The ships must have only just started mining, as only now does a jet-can appear, serving as a handy reference to bookmark. My guess is that the Myrmidon is mining gas and the Apocalypse is acting as protection, although neither pilot can be paying too much attention as my ever-so casual use of combat probes apparently went unnoticed. But that works for me, already having signalled to colleagues and allies that I have found targets, and warping my Buzzard homewards. Back at our tower I copy my bookmarks and drop them in to the shared can for others to collect before jumping in to my Onyx heavy interdictor. A colleague gets his Lachesis recon ship ready and a second pilot will follow in a Harbinger battlecruiser.

No one else is answering the call for ships. I am suspecting we'll need to withstand an attack from the Apocalypse but I know that time is of the essence and move the small fleet out anyway. By the time we've jumped in to our neighbouring C4 an allied pilot is volunteering his Drake and as we reach the wormhole to the C5 another colleague appears and wants to join. Fly something that can do damage, I say, and he boards his Ishtar heavy assault ship and heads out, using the copied bookmarks and guiding the allied Drake as he goes. But the spearhead is already in the C5 and warping in to the ladar site.

We drop on top of the two ships and I activate my Onyx's warp bubble, trapping both ships. But it also traps us, the thirty second activation time hopefully not a problem should the Apocalypse start shooting. It doesn't. In fact, it starts to crawl away, tring to move out of the warp bubble. The Myrmidon is our primary target and is quickly popped, the pilot podded for good measure, but as soon as I see the Apocalypse make a break for the edge of the bubble I am following. The warp disruption field generator—the HIC's 'bubble'—affects velocity-boosting modules and even with my reheat engaged the battleship is getting away. But with the Myrmidon destroyed our firepower is switched to the Apocalypse, as well as the Lachesis ship's own warp disruption effects, and the second battleship is popped. Now just outside the bubble, his pod flees.

Looting the wrecks is enlightening. The Apocalypse wasn't protecting the Myrmidon, both ships were mining gas. Our assault was a straightforward gank. But both ships also were fitted with a warp core stabiliser each, making them less susceptible to warp disruption effects, so it was good that I brought my Onyx. It was all over rather more quickly than I expected. And by this time the rest of our fleet has jumped in to the C5 looking for a fight. Even though I wasn't sure what we'd be fighting I feel a little guilty for getting the hopes up of the fleet.

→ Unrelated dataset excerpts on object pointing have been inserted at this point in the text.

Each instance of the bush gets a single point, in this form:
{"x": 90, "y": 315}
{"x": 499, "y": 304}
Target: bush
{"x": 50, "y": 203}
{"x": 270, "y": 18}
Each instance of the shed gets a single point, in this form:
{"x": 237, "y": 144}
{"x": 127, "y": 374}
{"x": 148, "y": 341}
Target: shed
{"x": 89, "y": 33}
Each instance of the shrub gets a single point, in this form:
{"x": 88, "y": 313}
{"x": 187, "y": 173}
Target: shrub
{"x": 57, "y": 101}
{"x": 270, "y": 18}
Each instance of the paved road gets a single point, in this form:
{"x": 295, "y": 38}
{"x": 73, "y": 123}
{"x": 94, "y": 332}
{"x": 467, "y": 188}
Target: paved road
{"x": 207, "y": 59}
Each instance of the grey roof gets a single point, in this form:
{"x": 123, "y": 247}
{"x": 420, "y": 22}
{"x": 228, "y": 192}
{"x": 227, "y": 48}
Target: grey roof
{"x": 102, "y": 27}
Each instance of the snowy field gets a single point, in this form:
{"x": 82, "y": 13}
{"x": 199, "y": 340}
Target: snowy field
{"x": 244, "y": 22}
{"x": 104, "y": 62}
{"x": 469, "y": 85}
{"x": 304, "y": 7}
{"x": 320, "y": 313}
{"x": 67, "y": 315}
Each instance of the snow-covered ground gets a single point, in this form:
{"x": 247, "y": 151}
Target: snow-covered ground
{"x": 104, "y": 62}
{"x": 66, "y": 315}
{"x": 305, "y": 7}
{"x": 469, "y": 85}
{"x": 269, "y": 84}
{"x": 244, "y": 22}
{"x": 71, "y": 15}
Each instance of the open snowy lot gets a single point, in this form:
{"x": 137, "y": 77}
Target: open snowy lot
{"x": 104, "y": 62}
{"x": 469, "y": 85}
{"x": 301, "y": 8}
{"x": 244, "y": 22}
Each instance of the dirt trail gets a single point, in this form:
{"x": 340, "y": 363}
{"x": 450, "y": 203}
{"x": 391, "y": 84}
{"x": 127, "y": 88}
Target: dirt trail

That is, until the Nidhoggur carrier appears seventy kilometres away from us and launches its fighters.

  1. 7 Responses to “Lost and found”

  2. Pray that I'm always on my guard and never careless enough to be within light years on the opposite side of your icy paws in WH space :)

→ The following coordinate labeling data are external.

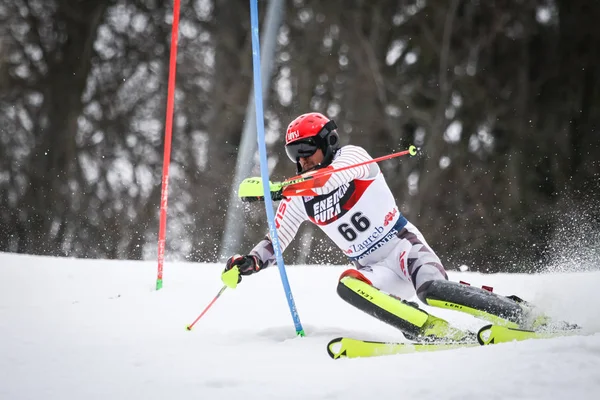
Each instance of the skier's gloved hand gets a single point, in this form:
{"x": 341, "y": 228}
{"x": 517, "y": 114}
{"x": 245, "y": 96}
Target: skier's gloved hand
{"x": 237, "y": 266}
{"x": 277, "y": 194}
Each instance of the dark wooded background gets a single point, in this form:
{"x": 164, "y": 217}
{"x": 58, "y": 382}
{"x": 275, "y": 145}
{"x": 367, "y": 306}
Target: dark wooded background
{"x": 503, "y": 97}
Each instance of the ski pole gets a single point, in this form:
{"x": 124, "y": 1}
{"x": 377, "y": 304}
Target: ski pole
{"x": 190, "y": 326}
{"x": 312, "y": 179}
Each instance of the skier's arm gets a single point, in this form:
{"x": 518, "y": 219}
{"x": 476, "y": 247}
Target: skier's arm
{"x": 349, "y": 155}
{"x": 290, "y": 215}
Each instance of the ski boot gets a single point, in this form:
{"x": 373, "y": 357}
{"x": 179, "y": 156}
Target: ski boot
{"x": 508, "y": 311}
{"x": 415, "y": 323}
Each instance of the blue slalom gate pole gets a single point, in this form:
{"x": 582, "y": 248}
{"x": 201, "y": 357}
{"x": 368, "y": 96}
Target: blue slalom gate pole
{"x": 264, "y": 169}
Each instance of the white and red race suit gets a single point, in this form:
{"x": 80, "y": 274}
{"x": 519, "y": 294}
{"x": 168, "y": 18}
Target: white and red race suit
{"x": 357, "y": 210}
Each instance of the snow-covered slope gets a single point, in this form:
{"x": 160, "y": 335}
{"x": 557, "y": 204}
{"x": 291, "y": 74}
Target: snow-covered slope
{"x": 92, "y": 329}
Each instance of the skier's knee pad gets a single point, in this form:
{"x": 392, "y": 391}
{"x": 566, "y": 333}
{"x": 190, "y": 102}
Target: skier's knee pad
{"x": 355, "y": 289}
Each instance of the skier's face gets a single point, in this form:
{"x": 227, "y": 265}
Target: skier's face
{"x": 312, "y": 161}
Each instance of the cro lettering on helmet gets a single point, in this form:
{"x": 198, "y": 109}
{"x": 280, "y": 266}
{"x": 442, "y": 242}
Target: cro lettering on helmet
{"x": 293, "y": 135}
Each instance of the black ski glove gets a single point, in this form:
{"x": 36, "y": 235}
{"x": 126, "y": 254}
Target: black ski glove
{"x": 237, "y": 266}
{"x": 247, "y": 265}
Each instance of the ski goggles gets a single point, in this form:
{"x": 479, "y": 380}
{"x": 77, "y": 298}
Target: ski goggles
{"x": 308, "y": 146}
{"x": 301, "y": 149}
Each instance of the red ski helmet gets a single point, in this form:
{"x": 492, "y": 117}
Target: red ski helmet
{"x": 308, "y": 133}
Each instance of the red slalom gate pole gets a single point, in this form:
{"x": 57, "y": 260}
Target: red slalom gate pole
{"x": 162, "y": 230}
{"x": 190, "y": 326}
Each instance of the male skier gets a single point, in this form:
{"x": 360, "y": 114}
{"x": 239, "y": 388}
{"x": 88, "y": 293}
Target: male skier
{"x": 356, "y": 209}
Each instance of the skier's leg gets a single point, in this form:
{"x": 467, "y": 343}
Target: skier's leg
{"x": 433, "y": 287}
{"x": 378, "y": 290}
{"x": 358, "y": 290}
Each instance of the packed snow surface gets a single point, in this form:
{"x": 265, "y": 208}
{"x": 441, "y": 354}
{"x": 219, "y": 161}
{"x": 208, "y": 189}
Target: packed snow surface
{"x": 96, "y": 329}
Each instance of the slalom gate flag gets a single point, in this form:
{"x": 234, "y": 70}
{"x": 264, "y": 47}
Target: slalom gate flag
{"x": 264, "y": 170}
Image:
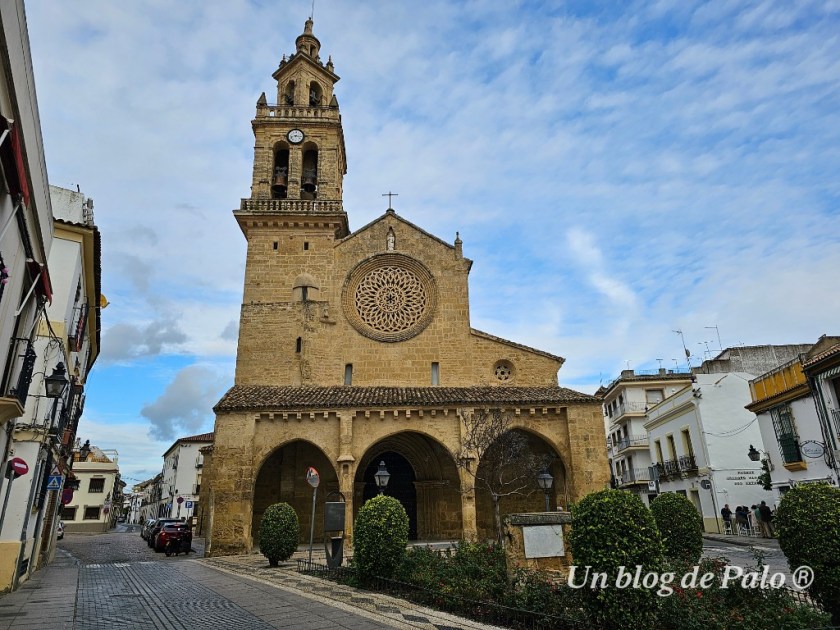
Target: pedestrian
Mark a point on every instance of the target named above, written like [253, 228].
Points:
[741, 520]
[726, 513]
[765, 518]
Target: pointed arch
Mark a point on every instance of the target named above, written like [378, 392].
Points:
[282, 479]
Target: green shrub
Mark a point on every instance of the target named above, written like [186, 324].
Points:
[808, 525]
[279, 531]
[679, 526]
[380, 537]
[611, 529]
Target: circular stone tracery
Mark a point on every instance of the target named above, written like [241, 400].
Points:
[390, 297]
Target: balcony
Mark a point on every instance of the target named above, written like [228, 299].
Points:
[632, 441]
[687, 464]
[628, 407]
[634, 476]
[296, 112]
[291, 206]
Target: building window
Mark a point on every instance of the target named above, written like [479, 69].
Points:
[785, 428]
[92, 514]
[654, 396]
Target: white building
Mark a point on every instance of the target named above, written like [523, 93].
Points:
[703, 433]
[798, 440]
[66, 344]
[90, 511]
[626, 401]
[182, 467]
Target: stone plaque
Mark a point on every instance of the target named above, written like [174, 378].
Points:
[543, 541]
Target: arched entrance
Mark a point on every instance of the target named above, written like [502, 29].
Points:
[529, 499]
[400, 485]
[282, 478]
[424, 479]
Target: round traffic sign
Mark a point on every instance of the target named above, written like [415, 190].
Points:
[312, 477]
[18, 466]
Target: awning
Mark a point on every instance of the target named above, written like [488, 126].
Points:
[43, 284]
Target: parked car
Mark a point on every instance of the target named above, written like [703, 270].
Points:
[148, 524]
[177, 533]
[159, 523]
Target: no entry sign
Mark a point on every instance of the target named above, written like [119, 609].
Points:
[18, 467]
[312, 477]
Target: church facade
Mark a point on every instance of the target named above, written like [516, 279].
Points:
[355, 348]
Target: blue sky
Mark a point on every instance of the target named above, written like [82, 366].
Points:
[616, 170]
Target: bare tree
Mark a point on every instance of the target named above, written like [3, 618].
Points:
[498, 458]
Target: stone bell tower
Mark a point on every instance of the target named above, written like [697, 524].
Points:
[293, 217]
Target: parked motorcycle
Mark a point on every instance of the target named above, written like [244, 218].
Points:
[174, 539]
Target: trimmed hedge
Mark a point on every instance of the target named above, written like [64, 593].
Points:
[279, 531]
[612, 529]
[679, 526]
[380, 536]
[808, 525]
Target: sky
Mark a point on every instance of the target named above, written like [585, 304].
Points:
[617, 171]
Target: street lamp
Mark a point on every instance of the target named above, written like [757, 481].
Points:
[56, 382]
[84, 451]
[545, 481]
[382, 476]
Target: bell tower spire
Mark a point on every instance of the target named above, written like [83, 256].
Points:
[299, 156]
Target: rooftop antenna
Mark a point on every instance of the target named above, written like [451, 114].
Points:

    You really scare me lol.

    By Ardent Defender on Aug 5, 2010

  3. What the....! You're leaving us hanging?? What happened with the Carrier??? Curious minds MUST know!! -.-

    By Selina on Aug 5, 2010

  4. What carrier?

    By pjharvey on Aug 5, 2010

  5. "I would normally wonder why Kairs left the ship behind"

    Who kairs?

    By Stabs on Aug 6, 2010

  6. I've only just recovered from reading that, Stabs.

    By pjharvey on Aug 10, 2010

  7. I'm in KAIRS, I presume we lost it during one of our "less successful" wormhole closings.. I don't recall losing any ships in that sort of manner in months though!?

    By Asarus Atreyu on Sep 2, 2010

  8. My journal is lagging a bit behind my adventures, so I probably found the Myrmidon mid-July, if not earlier. At least your explanation gives the reason why the ship was left behind.

    I suppose the unlucky pilot had to commit podicide to get back to k-space.

    By pjharvey on Sep 2, 2010

Sorry, comments for this entry are closed.